[0/8] can: usb: remove all usb_set_intfdata(intf, NULL) in drivers' disconnect()

Message ID 20221203133159.94414-1-mailhol.vincent@wanadoo.fr
Headers
Series can: usb: remove all usb_set_intfdata(intf, NULL) in drivers' disconnect() |

Message

Vincent Mailhol Dec. 3, 2022, 1:31 p.m. UTC
  The core sets the usb_interface to NULL in [1]. Also setting it to
NULL in usb_driver::disconnects() is at best useless, at worse risky.

Indeed, if a driver set the usb interface to NULL before all actions
relying on the interface-data pointer complete, there is a risk of
NULL pointer dereference. Typically, this is the case if there are
outstanding urbs which have not yet completed when entering
disconnect().

If all actions are already completed, doing usb_set_intfdata(intf,
NULL) is useless because the core does it at [1].

The first seven patches fix all drivers which set their usb_interface
to NULL while outstanding URB might still exists.
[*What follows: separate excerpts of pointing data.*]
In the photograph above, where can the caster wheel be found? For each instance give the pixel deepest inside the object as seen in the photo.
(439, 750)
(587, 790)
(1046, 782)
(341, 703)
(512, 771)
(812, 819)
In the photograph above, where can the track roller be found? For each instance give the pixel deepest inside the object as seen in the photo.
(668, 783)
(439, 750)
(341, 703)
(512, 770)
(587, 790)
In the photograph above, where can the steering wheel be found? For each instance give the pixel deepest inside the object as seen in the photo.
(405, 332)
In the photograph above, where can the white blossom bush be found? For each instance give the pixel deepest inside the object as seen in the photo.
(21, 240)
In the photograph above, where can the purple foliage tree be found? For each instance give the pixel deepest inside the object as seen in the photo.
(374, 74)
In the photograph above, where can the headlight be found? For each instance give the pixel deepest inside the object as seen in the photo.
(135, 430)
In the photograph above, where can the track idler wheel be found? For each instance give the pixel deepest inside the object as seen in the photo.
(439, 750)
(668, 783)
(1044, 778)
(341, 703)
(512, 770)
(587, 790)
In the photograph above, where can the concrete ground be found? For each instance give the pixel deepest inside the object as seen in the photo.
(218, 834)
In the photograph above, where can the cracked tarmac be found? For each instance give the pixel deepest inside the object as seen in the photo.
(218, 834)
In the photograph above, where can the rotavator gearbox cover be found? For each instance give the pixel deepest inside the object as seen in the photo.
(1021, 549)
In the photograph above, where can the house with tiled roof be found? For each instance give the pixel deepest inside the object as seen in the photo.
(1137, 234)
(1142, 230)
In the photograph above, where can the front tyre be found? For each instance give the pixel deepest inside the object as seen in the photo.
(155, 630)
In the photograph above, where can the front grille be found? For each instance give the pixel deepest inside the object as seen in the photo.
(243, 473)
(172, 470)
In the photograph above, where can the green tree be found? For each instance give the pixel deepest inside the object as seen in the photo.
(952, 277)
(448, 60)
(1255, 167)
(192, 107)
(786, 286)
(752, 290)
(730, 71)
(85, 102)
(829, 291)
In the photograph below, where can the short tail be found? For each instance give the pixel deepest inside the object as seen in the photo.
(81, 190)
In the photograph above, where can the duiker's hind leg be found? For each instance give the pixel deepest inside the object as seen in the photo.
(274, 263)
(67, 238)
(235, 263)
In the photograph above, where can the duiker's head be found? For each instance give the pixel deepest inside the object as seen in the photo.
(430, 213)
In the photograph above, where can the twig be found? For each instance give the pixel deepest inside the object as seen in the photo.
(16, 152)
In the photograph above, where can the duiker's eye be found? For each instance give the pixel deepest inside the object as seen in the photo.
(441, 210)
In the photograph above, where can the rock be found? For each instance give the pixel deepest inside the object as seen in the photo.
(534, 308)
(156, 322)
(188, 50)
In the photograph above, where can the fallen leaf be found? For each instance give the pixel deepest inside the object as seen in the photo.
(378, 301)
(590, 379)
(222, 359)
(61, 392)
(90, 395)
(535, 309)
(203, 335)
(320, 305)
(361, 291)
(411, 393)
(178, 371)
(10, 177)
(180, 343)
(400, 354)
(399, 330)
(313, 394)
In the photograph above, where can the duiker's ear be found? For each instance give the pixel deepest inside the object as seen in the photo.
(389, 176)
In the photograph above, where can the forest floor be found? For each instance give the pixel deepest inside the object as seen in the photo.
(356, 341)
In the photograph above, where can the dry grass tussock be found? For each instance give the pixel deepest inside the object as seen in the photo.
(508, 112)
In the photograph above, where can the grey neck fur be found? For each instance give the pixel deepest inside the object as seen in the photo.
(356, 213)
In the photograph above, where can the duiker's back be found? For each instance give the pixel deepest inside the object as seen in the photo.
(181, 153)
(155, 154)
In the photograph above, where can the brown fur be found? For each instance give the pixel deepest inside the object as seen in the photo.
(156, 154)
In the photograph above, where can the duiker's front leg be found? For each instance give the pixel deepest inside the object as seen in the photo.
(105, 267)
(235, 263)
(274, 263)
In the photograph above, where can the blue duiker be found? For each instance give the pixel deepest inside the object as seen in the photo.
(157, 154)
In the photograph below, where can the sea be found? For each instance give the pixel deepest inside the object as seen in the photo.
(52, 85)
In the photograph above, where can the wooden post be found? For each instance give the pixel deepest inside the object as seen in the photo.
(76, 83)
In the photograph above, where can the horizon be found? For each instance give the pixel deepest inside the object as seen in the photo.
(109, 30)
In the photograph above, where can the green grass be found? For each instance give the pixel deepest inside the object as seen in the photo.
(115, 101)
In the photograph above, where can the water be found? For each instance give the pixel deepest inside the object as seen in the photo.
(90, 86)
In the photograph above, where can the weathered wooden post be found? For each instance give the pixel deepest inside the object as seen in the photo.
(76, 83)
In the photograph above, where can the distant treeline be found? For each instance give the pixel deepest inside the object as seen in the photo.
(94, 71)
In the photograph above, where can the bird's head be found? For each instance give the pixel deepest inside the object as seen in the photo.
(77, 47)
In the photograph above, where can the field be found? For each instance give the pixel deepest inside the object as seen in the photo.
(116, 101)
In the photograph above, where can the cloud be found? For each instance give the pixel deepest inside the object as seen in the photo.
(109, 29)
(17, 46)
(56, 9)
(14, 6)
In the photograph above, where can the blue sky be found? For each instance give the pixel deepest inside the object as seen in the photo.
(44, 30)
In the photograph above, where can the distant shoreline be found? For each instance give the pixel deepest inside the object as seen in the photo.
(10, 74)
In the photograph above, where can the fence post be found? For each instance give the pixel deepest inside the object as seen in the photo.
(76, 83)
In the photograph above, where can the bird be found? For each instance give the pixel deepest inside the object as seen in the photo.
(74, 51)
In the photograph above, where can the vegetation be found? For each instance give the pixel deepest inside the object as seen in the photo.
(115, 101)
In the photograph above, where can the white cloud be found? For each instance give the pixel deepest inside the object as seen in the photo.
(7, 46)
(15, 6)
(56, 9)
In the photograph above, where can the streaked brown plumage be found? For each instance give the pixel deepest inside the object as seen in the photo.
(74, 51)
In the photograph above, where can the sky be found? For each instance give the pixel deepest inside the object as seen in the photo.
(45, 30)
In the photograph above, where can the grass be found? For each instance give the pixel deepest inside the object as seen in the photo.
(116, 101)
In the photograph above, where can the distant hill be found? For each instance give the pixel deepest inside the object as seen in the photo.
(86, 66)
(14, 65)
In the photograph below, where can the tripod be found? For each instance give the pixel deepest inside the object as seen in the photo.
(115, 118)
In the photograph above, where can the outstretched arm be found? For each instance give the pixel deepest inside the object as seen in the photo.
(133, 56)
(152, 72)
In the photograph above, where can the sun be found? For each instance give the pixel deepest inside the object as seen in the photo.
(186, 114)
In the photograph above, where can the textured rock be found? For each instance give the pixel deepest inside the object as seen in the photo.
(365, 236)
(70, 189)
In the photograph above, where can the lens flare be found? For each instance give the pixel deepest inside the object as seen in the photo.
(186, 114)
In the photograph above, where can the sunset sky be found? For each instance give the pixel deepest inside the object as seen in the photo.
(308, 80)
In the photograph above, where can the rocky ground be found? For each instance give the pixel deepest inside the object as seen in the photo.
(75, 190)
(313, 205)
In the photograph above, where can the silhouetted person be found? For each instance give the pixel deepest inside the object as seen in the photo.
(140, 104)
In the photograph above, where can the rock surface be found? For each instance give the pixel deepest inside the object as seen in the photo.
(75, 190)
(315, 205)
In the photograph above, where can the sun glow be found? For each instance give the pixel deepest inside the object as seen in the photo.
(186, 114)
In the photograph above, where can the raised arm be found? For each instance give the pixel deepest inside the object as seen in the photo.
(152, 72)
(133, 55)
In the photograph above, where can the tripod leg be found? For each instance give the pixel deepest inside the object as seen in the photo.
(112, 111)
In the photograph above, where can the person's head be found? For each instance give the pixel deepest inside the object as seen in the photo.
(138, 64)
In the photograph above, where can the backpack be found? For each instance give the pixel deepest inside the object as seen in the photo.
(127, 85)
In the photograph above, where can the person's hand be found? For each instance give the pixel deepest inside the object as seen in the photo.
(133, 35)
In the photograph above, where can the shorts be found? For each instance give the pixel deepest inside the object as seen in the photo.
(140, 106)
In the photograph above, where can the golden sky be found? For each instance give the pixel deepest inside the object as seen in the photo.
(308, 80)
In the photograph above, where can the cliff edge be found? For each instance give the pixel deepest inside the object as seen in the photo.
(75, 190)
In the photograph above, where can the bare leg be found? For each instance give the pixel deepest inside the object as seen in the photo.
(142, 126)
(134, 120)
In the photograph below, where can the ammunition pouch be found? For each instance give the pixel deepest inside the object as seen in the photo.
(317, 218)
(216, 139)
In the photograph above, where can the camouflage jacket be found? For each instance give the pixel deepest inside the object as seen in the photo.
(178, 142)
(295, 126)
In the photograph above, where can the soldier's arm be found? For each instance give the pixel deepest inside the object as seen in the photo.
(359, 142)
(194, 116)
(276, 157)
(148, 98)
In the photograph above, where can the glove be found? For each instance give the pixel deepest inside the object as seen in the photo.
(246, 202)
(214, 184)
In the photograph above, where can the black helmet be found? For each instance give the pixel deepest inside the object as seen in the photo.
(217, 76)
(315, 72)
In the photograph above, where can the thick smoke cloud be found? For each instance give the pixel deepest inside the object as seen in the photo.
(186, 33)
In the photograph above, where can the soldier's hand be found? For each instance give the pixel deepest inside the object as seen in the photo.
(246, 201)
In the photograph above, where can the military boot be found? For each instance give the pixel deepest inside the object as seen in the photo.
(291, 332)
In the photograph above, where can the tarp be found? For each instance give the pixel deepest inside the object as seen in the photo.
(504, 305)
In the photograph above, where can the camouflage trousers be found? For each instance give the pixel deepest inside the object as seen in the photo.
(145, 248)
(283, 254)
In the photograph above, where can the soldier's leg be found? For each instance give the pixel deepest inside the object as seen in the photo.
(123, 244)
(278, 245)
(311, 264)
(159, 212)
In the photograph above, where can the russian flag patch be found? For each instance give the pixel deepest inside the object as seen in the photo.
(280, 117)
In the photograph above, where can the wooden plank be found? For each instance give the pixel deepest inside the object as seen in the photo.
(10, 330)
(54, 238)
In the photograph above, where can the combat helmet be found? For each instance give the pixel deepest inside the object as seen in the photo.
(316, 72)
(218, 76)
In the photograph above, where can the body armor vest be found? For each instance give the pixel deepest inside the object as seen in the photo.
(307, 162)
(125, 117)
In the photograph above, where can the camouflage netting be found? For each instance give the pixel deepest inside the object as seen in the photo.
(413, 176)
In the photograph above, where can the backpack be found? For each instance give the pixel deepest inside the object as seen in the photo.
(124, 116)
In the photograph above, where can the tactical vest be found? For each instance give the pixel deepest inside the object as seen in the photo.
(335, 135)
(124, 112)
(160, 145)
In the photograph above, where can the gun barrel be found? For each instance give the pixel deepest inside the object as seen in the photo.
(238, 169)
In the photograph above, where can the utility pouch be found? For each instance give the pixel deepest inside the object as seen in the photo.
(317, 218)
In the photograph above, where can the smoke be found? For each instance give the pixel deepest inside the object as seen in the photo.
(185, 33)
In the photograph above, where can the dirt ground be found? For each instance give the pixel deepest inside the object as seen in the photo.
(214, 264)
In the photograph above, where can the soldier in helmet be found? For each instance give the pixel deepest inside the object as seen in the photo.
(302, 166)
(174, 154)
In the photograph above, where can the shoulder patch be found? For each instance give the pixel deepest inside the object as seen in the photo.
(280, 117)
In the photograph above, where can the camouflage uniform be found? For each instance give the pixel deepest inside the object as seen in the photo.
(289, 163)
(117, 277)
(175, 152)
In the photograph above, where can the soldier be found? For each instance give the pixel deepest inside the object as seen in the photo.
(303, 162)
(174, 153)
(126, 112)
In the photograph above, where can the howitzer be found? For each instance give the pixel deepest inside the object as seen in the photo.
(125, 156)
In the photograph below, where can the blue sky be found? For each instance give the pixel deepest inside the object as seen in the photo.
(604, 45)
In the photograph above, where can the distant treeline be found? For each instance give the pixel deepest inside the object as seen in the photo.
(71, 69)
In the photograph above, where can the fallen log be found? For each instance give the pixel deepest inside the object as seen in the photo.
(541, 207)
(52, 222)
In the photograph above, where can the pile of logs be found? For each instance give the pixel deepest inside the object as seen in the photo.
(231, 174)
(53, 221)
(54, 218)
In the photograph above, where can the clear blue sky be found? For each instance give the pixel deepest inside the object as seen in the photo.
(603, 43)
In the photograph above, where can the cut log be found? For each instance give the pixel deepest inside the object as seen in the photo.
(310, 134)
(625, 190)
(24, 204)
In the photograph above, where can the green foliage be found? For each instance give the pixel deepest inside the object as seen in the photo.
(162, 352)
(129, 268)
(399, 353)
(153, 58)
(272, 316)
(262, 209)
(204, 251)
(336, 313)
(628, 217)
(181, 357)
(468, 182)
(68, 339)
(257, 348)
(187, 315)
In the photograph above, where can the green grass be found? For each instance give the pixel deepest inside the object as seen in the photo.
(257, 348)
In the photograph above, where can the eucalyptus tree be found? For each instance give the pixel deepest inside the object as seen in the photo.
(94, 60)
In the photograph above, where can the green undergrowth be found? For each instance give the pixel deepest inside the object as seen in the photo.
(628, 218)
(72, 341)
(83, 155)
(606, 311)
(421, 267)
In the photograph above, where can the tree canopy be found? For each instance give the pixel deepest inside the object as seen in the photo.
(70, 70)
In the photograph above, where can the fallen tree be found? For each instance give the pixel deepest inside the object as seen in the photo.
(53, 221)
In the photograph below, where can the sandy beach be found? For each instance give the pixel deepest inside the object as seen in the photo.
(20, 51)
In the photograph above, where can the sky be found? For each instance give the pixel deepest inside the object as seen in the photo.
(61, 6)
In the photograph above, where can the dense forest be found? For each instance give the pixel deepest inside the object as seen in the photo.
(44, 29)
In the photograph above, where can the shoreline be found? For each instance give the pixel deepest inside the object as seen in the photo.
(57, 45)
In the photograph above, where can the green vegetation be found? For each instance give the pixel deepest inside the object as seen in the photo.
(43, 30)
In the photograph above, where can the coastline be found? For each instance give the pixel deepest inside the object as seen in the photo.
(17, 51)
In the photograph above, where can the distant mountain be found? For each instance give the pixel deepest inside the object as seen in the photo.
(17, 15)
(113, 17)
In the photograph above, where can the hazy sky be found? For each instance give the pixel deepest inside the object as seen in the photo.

There is one patch
per driver in order to add the relevant "Fixes:" tag to each of them.

The last patch removes in bulk the remaining benign calls to
usb_set_intfdata(intf, NULL) in etas_es58x and peak_usb.

N.B. some other usb drivers outside of the can tree also have the same
issue, but this is out of scope of this.

[1] function usb_unbind_interface() from drivers/usb/core/driver.c
Link: https://elixir.bootlin.com/linux/v6.0/source/drivers/usb/core/driver.c#L497

Vincent Mailhol (8):
  can: ems_usb: ems_usb_disconnect(): fix NULL pointer dereference
  can: esd_usb: esd_usb_disconnect(): fix NULL pointer dereference
  can: gs_usb: gs_usb_disconnect(): fix NULL pointer dereference
  can: kvaser_usb: kvaser_usb_disconnect(): fix NULL pointer dereference
  can: mcba_usb: mcba_usb_disconnect(): fix NULL pointer dereference
  can: ucan: ucan_disconnect(): fix NULL pointer dereference
  can: usb_8dev: usb_8dev_disconnect(): fix NULL pointer dereference
  can: etas_es58x and peak_usb: remove useless call to
    usb_set_intfdata()

 drivers/net/can/usb/ems_usb.c                    | 2 --
 drivers/net/can/usb/esd_usb.c                    | 2 --
 drivers/net/can/usb/etas_es58x/es58x_core.c      | 1 -
 drivers/net/can/usb/gs_usb.c                     | 2 --
 drivers/net/can/usb/kvaser_usb/kvaser_usb_core.c | 2 --
 drivers/net/can/usb/mcba_usb.c                   | 2 --
 drivers/net/can/usb/peak_usb/pcan_usb_core.c     | 2 --
 drivers/net/can/usb/ucan.c                       | 2 --
 drivers/net/can/usb/usb_8dev.c                   | 2 --
 9 files changed, 17 deletions(-)
  

Comments

Oliver Neukum Dec. 5, 2022, 8:35 a.m. UTC | #1
On 03.12.22 14:31, Vincent Mailhol wrote:
> The core sets the usb_interface to NULL in [1]. Also setting it to
> NULL in usb_driver::disconnects() is at best useless, at worse risky.

Hi,

I am afraid there is a major issue with your series of patches.
The drivers you are removing this from often have a subsequent check
for the data they got from usb_get_intfdata() being NULL.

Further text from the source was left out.